Bukan soal pintar/bodoh. Selain pengetahuan, tes ini juga ngukur kebiasaan dan cara pandang kamu soal uang, jadi jawab apa adanya, bukan yang kedengeran bagus.
Diadaptasi dari OECD/INFE Toolkit for Measuring Financial Literacy and Financial Inclusion (2022). Skor 7 pengetahuan + 9 perilaku + 4 sikap = maksimal 20.
Pertanyaan seputar tes literasi keuangan
Dari mana asal pertanyaan-pertanyaan di tes ini?
Diadaptasi dari OECD/INFE Toolkit for Measuring Financial Literacy and Financial Inclusion (2022), instrumen yang dipakai OECD buat survei literasi keuangan lintas negara. Angka-angkanya disesuaikan ke Rupiah sesuai instruksi toolkit-nya sendiri, tapi konsep dan aturan penilaiannya sama.
Kenapa gak cuma ngetes pengetahuan aja?
Karena tau teori gak sama dengan bisa ngatur uang. Makanya OECD ngukur tiga komponen sekaligus: pengetahuan (0-7), perilaku, yaitu apa yang benar-benar kamu lakuin sama uang (0-9), dan sikap, yaitu kecenderungan jangka pendek vs jangka panjang (0-4). Totalnya 0-20. Orang bisa aja skor pengetahuannya sempurna tapi perilakunya rendah, dan itu justru info yang berguna.
Bedanya sama versi 5 soal yang dulu apa?
Versi lama pakai "Big Five" (Lusardi & Mitchell), 5 soal pengetahuan objektif.
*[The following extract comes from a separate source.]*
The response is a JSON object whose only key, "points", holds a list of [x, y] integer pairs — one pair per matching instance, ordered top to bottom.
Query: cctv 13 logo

Itu instrumen asli dan valid, tapi dirancang buat ngukur POPULASI (berapa persen penduduk suatu negara melek finansial), bukan buat ngasih gambaran akurat per individu, 5 soal terlalu sedikit buat itu. Versi OECD ini jauh lebih lengkap dan ngasih rincian per komponen.
Skor rata-rata orang Indonesia berapa?
Berdasarkan Survei Nasional Literasi dan Inklusi Keuangan (SNLIK) 2025 oleh OJK dan BPS, indeks literasi keuangan nasional ada di angka 66,46%. Perlu dicatat, SNLIK punya metode penghitungan sendiri yang gak identik sama skor OECD di tes ini, jadi perbandingannya sifatnya gambaran kasar, bukan setara persis.